If the recipient needs to edit, note that scanned PDFs are image-based. Ask whether they need OCR text or just the combined pages.
FAQ: merging scanned documents into one PDF
How to merge scans into one pdf on Windows without extra tools?
You can often use a desktop PDF app that supports page insertion. If you already have the scans as PDFs, look for “combine” or “insert pages.” Then export the merged result as a new PDF.
How to make scans into one pdf when each page is a separate file?
Merge using thumbnail drag-and-drop in a PDF viewer that supports page ordering. Add each one-page PDF in sequence, then save once as the final combined file.
How do I put multiple scans into one pdf without losing page order?
Use a workflow that shows page thumbnails. Add files one by one, then reorder using drag and drop if your tool supports it. Always review the final preview before saving.
How to clean up pdf scans so they are readable?
Crop and straighten the page first. Then adjust contrast and reduce noise. Finally, compress images cautiously so text stays sharp.
How to save multiple scans as one pdf with smaller size?
Compress images during export and lower the scan resolution only if text remains readable. Create a master copy, then export a smaller “share” version for sending.
What if my merged PDF is still too large to email?
Use cloud sharing instead of email attachments. Or export a new PDF with stronger compression while checking legibility at 100% zoom.
Frequently asked questions
- How to merge scans into one pdf from multiple PDF files?
- Use a merge tool to combine the scanned PDFs in one order. Verify page thumbnails in the preview, then save the merged file.
- How to make scans into one pdf when each page is a separate scan?
- Add each one-page scan to a combined document one at a time. Use thumbnail drag-and-drop to keep the page sequence correct.
- How to put multiple scans into one pdf while keeping quality?
- Merge first, then run cleanup like crop, contrast, and controlled compression.
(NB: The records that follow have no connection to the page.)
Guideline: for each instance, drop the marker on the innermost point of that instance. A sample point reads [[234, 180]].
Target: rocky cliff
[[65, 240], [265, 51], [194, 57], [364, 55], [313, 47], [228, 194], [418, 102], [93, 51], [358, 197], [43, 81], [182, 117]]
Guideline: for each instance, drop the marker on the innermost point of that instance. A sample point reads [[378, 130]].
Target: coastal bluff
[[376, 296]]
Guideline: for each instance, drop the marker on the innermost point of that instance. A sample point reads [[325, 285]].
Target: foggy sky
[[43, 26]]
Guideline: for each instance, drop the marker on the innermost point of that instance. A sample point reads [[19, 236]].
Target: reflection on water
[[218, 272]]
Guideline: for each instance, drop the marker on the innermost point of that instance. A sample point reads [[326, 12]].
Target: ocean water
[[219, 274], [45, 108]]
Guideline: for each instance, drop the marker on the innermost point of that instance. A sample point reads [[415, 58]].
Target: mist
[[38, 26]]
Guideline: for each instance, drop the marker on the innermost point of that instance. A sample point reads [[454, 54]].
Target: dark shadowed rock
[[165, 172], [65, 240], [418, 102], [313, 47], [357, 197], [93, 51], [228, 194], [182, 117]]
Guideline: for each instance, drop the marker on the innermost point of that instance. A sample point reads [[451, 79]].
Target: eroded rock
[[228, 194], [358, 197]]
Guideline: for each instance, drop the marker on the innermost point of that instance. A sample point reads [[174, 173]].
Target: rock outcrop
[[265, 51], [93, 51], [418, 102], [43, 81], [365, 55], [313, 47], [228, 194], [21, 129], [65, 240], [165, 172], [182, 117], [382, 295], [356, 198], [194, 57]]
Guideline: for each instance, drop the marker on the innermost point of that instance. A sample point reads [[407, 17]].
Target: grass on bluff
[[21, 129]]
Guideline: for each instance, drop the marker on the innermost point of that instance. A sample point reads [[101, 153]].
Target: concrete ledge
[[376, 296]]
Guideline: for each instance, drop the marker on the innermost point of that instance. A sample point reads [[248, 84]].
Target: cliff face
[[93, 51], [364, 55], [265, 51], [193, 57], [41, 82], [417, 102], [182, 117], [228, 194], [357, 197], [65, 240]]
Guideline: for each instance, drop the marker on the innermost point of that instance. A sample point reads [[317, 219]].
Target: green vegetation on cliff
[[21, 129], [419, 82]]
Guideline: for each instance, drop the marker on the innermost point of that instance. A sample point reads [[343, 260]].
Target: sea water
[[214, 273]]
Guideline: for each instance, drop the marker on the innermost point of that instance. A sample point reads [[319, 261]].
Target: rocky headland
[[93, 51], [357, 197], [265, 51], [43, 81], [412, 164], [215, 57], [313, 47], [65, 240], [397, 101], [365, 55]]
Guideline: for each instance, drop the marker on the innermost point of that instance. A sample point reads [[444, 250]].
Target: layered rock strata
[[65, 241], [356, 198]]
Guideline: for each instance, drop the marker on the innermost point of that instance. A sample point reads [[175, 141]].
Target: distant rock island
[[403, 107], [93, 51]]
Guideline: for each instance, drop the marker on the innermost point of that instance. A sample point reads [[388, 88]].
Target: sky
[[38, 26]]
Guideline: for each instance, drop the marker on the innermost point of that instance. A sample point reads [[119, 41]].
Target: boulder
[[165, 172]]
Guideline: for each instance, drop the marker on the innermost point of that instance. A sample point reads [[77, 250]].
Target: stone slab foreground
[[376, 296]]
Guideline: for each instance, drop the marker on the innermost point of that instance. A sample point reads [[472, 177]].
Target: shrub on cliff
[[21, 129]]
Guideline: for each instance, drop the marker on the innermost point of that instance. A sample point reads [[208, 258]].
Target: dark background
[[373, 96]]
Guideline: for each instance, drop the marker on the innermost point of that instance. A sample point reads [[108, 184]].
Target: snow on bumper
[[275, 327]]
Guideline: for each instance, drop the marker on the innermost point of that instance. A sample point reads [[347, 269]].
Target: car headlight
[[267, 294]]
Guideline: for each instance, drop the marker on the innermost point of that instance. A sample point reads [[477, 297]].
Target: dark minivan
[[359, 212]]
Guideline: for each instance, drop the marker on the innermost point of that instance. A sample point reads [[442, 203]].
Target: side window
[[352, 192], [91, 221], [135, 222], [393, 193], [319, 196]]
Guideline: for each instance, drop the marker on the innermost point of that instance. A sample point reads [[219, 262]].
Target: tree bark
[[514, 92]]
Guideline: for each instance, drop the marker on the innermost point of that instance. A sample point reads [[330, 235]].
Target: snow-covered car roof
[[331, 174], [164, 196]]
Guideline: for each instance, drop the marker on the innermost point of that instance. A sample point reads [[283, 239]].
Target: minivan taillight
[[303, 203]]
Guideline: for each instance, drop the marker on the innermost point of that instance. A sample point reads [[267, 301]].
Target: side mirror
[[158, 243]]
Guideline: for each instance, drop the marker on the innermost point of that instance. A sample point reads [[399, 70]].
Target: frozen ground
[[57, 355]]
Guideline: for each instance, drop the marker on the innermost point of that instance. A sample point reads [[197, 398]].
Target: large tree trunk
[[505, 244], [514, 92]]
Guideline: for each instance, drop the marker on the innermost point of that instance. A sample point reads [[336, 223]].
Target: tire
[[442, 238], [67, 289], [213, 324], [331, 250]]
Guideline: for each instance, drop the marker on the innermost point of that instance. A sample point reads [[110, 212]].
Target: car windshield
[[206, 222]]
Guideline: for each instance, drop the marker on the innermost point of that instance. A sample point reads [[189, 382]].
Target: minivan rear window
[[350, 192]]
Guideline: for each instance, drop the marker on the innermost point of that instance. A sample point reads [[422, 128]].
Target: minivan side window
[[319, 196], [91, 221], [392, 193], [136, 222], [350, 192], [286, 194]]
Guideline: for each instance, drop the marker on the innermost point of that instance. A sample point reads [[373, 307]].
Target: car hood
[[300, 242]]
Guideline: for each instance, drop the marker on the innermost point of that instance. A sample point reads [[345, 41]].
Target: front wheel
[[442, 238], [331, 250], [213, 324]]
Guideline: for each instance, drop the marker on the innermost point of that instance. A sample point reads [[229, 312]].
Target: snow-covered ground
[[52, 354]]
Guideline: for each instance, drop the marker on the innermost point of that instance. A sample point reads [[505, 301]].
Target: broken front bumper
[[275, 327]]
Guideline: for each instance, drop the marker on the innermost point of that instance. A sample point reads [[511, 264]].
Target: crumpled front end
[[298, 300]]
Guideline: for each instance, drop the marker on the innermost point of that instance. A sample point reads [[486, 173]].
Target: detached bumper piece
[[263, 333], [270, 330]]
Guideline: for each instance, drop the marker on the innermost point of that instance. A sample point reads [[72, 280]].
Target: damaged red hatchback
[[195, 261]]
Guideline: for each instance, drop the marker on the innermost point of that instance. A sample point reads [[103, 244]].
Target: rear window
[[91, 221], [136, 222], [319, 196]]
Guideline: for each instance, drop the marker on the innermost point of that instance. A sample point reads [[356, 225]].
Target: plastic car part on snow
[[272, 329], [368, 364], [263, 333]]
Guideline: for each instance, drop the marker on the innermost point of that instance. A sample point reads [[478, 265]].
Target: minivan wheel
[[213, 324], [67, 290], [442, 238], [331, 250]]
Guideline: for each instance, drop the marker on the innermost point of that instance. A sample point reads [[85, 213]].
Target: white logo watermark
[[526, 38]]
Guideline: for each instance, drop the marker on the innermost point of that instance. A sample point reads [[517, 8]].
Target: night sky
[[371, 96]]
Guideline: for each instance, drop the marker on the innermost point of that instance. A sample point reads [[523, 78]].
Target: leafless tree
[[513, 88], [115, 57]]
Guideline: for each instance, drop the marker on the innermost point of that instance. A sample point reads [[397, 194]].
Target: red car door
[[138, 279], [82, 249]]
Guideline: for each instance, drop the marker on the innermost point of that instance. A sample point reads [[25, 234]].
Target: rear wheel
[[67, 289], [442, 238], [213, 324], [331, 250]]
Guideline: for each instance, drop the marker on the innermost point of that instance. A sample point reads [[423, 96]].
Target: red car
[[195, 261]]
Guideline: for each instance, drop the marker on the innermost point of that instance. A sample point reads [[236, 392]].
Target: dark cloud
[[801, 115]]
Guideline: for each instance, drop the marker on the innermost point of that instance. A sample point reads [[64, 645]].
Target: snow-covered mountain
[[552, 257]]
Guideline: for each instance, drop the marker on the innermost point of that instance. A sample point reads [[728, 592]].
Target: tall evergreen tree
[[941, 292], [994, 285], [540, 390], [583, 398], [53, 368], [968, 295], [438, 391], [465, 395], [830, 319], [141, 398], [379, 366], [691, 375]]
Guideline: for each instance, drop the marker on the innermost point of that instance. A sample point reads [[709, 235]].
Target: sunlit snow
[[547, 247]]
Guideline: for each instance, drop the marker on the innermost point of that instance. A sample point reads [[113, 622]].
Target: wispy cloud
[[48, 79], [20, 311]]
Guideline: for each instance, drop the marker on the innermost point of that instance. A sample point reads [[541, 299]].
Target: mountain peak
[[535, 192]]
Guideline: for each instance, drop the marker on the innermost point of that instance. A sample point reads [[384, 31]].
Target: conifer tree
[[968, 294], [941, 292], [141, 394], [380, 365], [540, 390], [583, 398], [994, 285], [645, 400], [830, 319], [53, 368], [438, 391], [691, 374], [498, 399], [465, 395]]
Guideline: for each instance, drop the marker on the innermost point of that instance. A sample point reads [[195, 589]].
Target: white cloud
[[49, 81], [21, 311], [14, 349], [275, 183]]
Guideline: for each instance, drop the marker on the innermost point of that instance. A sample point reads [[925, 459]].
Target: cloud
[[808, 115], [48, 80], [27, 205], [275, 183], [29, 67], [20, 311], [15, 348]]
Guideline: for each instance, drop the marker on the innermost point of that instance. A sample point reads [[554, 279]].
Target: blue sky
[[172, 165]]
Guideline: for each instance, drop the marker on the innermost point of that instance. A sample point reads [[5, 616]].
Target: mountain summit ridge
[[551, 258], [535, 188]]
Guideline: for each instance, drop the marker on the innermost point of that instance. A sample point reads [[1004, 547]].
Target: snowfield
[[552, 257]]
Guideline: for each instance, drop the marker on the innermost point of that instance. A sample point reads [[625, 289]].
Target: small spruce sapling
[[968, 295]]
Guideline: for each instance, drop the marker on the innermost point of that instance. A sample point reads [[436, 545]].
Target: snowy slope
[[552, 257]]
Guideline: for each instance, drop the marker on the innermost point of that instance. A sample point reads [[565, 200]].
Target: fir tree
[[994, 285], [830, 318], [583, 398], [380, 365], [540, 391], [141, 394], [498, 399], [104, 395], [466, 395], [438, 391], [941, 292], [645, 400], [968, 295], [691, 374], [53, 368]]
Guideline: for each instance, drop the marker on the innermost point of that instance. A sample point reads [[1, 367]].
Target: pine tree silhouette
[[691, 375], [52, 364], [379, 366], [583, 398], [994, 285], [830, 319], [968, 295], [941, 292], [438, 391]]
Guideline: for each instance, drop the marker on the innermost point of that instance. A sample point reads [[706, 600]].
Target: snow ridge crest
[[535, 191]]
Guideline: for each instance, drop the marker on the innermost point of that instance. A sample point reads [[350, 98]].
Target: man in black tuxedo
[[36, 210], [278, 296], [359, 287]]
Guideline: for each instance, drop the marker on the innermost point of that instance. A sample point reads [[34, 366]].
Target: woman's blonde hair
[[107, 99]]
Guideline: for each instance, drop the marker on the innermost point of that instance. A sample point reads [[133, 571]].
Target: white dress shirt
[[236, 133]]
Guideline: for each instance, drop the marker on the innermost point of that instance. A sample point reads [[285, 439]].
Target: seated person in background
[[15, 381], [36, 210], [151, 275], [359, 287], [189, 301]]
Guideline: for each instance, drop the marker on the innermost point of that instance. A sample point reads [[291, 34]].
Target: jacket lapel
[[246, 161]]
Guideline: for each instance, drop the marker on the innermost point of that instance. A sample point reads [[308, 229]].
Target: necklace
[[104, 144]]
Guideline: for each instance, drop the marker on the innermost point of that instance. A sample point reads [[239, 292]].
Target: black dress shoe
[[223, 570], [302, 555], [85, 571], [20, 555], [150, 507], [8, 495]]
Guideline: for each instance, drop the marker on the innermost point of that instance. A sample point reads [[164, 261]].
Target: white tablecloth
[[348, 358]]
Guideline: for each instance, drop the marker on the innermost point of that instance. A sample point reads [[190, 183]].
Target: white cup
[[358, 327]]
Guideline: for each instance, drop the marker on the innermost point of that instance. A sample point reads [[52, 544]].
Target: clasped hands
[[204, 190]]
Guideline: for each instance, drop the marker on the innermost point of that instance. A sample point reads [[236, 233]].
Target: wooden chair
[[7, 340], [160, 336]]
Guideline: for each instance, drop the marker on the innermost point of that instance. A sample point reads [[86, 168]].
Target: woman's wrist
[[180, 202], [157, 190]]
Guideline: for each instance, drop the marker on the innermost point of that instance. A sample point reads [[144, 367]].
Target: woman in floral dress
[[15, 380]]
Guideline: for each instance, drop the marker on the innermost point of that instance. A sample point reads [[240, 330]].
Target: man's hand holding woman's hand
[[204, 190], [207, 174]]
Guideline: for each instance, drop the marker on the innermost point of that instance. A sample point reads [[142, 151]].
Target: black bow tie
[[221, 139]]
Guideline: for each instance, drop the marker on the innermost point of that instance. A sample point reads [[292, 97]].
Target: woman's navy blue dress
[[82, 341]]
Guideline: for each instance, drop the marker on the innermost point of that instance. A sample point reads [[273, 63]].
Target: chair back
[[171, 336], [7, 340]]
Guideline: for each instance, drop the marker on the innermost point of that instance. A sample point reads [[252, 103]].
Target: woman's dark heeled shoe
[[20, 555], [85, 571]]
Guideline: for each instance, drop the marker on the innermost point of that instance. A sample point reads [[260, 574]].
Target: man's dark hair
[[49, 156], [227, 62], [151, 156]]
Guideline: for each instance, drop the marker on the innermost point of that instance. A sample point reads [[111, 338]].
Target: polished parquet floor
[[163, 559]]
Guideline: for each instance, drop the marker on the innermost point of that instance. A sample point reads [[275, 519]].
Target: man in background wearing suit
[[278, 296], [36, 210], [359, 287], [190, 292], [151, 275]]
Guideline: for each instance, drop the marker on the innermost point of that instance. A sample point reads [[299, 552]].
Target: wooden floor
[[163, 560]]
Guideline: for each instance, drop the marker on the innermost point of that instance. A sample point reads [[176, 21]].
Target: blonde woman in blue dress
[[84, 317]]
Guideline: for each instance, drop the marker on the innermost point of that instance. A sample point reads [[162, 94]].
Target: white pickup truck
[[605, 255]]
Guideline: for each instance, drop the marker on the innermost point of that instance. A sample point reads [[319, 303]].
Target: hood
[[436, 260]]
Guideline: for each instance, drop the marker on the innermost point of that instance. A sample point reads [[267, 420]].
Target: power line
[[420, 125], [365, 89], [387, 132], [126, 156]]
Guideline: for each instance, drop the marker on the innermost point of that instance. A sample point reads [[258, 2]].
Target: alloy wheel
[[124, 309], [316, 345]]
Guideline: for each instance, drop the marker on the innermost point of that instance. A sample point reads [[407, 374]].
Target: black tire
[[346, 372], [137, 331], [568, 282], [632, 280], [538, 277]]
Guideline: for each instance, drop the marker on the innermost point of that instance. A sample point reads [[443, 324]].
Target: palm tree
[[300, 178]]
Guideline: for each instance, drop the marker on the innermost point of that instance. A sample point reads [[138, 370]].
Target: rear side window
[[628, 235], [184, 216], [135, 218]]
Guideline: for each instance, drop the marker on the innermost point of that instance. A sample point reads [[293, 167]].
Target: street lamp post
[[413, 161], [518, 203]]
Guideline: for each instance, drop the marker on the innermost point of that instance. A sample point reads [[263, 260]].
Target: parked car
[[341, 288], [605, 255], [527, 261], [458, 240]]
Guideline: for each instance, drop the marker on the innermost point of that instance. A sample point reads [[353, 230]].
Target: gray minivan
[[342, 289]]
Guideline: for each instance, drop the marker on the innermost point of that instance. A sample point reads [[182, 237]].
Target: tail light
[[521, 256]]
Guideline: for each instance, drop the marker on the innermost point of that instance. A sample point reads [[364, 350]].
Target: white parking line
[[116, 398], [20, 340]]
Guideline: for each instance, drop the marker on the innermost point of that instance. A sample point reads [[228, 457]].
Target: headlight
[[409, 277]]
Avoid repeated saves at high compression levels.
- How to clean up pdf scans for better readability?
- Crop and straighten the pages, reduce noise, and adjust contrast. Then compress carefully so text stays crisp at 100% zoom.
- What is the best way to save multiple scans as one pdf for sharing?
- Export a share-friendly version with image compression and standard compatibility. Keep a separate master file with higher quality.
- How can I share a large combined scan if email fails?
- Upload the PDF to a cloud drive and share a link. You can set access permissions before sending.